La famille paysanne se plie à la volonté du père.

“Depuis la plus tendre enfance, à partir du moment où l’on nous offre la première poupée, on nous prépare au seul rôle auquel nous soyons destinées, celui de cuisinières et de femmes de ménage, de protectrices du feu sacré de la famille”, selon Boguslawa Budrowska, sociologue et auteur d’un livre sur la condition des femmes polonaises.
Selon elle, même si l’on constate l’avènement de quelques “superfemmes” qui tentent de concilier leurs ambitions professionnelles avec une vie familiale, pour la société, l’image de la femme reste encore étroitement associée à celle de la “mère polonaise”. -

- “Une femme soumise qui souffre, comme à l’époque romantique, pour le bien de la nation, pour qui la maternité est une mission, qu’elle le veuille ou non”, ajoute Wanda Nowicka, de la Fédération du planning familial.
- Et, même si la majorité d’entre elles ont des ambitions qui dépassent le cadre du “bien-être familial”, elles sont obligées de mettre de l’eau dans leur vin une fois soumises au modèle patriarcal qui régit la famille en Pologne
- Plusieurs raisons font que ce modèle n’est pas près d’évoluer :
- Le taux de chômage, qui reste beaucoup plus élevé chez les femmes que chez les hommes.
- la structure sociale, qui leur est défavorable (40 % de Polonaises sont des paysannes pour lesquelles la famille doit se plier à la volonté du père)

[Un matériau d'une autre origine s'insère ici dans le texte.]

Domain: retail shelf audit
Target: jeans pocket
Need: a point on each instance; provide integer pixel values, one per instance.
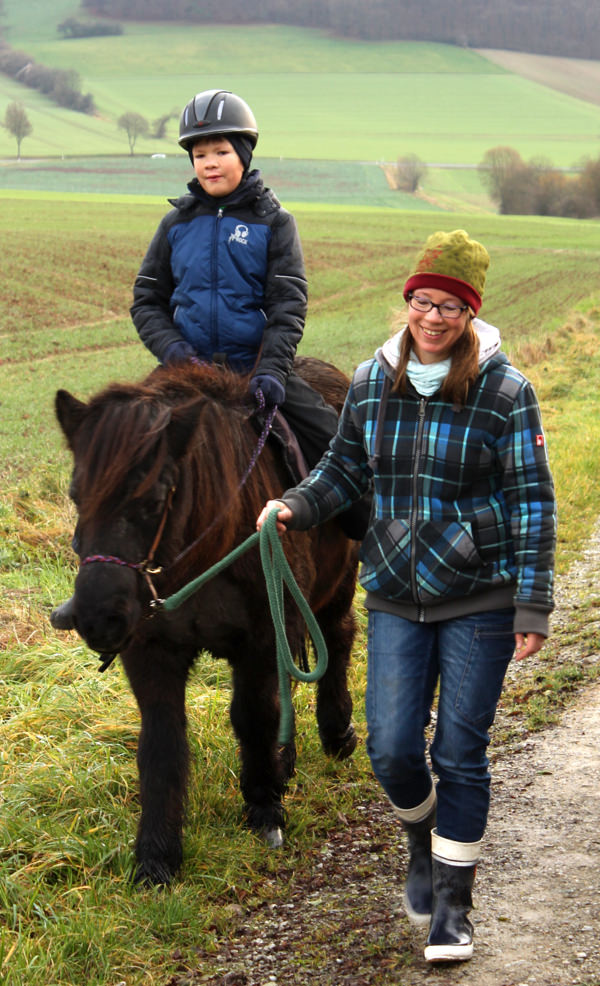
(483, 674)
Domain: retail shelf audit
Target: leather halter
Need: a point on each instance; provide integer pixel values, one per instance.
(145, 568)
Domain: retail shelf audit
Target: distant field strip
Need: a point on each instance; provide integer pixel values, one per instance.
(316, 97)
(577, 77)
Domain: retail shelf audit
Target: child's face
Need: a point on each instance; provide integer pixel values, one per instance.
(218, 168)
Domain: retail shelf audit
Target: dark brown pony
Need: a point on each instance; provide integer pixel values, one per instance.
(159, 466)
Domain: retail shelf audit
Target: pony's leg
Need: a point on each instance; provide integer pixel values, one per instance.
(265, 769)
(162, 757)
(334, 702)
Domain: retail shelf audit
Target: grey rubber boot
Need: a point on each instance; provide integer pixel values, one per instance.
(450, 936)
(418, 823)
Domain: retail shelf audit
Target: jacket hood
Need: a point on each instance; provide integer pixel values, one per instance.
(489, 344)
(250, 190)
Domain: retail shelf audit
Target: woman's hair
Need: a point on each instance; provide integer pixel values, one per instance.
(464, 366)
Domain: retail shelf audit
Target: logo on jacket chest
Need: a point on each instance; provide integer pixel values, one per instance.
(240, 235)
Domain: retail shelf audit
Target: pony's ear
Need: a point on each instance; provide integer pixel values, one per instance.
(70, 413)
(181, 430)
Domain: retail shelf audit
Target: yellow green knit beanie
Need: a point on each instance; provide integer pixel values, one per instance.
(451, 262)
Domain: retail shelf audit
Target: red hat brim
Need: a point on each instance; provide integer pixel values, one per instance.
(453, 285)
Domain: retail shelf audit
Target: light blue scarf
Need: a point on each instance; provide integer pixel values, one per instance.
(426, 378)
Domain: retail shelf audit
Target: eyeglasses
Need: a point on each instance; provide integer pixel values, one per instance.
(425, 305)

- La forte influence de l’Eglise catholique et, last but not least, l’atmosphère politique actuelle, imprégnée par les slogans du parti au pouvoir, Droit et justice (PiS), et par ceux de la Ligue des familles polonaises (LPR) [qui fait partie de la coalition gouvernementale avec les populistes d’Autodéfense].
- Ainsi, la LPR exige d’accroître la pression fiscale sur ceux qui n’ont pas d’enfants, le PiS veut que les Polonaises puissent rejoindre le monde du travail une fois qu’elles auront fini d’élever les enfants et prêche une liquidation de crèches qui leur permettraient une reprise de leur activité professionnelle...

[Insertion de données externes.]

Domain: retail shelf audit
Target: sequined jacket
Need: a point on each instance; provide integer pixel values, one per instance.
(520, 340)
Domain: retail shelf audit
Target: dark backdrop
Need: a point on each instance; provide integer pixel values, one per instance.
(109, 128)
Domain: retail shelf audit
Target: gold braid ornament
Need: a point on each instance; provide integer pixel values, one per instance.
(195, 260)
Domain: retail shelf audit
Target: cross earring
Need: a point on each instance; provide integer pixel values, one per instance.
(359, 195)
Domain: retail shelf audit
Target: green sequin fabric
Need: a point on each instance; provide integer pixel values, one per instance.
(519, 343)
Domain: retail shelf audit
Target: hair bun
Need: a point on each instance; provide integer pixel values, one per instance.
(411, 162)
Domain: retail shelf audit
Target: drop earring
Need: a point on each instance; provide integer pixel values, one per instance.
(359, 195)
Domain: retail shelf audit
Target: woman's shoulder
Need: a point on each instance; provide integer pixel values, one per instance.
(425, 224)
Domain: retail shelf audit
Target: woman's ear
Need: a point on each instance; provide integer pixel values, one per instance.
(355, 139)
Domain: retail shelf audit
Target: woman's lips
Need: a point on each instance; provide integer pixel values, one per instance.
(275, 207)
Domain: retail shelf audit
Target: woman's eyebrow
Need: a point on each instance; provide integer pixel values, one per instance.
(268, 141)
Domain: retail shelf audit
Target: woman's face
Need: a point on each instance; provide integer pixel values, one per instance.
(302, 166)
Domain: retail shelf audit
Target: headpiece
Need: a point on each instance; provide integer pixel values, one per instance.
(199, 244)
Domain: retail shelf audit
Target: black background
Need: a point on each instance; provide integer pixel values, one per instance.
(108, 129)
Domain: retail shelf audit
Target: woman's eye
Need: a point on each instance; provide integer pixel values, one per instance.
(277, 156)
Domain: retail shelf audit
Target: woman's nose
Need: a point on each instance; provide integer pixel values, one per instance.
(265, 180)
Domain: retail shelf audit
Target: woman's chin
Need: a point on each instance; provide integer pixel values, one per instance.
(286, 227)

- On a déjà privé les femmes du remboursement des moyens de contraception. Mais ce qui fait le plus de dégâts, c’est une opinion - souvent pleine de mépris - enracinée dans la mentalité polonaise :

- Les femmes qui ont des enfants sont supérieures à celles qui n’en ont pas.

- A cela s’ajoute la question de la violence domestique.

UN EXEMPLE. Janina Wojcik, de Cracovie, bonne épouse et bonne mère, modeste, travailleuse. Régulièrement violée par son conjoint. Tous les voisins étaient au courant de son calvaire, mais personne ne s’est manifesté pour la secourir bien que le mari de Janina se soit mis à violer leur fille. Elle doit son salut - temporaire - aux inspecteurs de la SPA locale, qui, après avoir été alertés que le mari violait également le chien de la famille, ont porté l’affaire devant la justice.

UN EXEMPLE EXTRÊME. Alicja Tysiac, mère de trois enfants, première Polonaise à avoir porté plainte contre la Pologne à la Cour européenne de Strasbourg.
Malgré des contre-indications évidentes (une myopie très avancée) et le droit à l’avortement prévu dans ce cas
Elle a été obligée d’accoucher de son troisième enfant.
“Aujourd’hui, je ne peux même pas lire les instructions sur les ordonnances, se plaint Alicja.

- Je vis avec mes trois enfants dans une misère extrême

- On est menacés d’expulsion.

- Ma préoccupation actuelle : comment acheter une parka à mon fils pour l’hiver.”

- Plusieurs dizaines d’organisations catholiques ont protesté contre la plainte déposée par Mme Tysiac.
- “Pourtant, aucune de ces organisations n’a jamais frappé à ma porte, ne serait-ce que pour savoir si l’enfant qu’on m’a forcée à mettre au monde n’avait pas faim”, témoigne-t-elle.

“La femme polonaise ne devient pas mère pour son bonheur, mais par obligation ; elle met son ventre au service d’idéaux plus élevés”, analyse Elzbieta Isakiewicz, ancienne rédactrice en chef adjointe de Gazeta Polska [journal nationaliste], qui se définit elle-même comme “conservatrice et catholique”.

- Elle, qui considère la maternité comme “le cadeau le plus merveilleux qui soit”, refuse pourtant d’accepter le statut de femme au foyer : “Celles qui vantent cette vie mentent ou n’ont pas le choix.”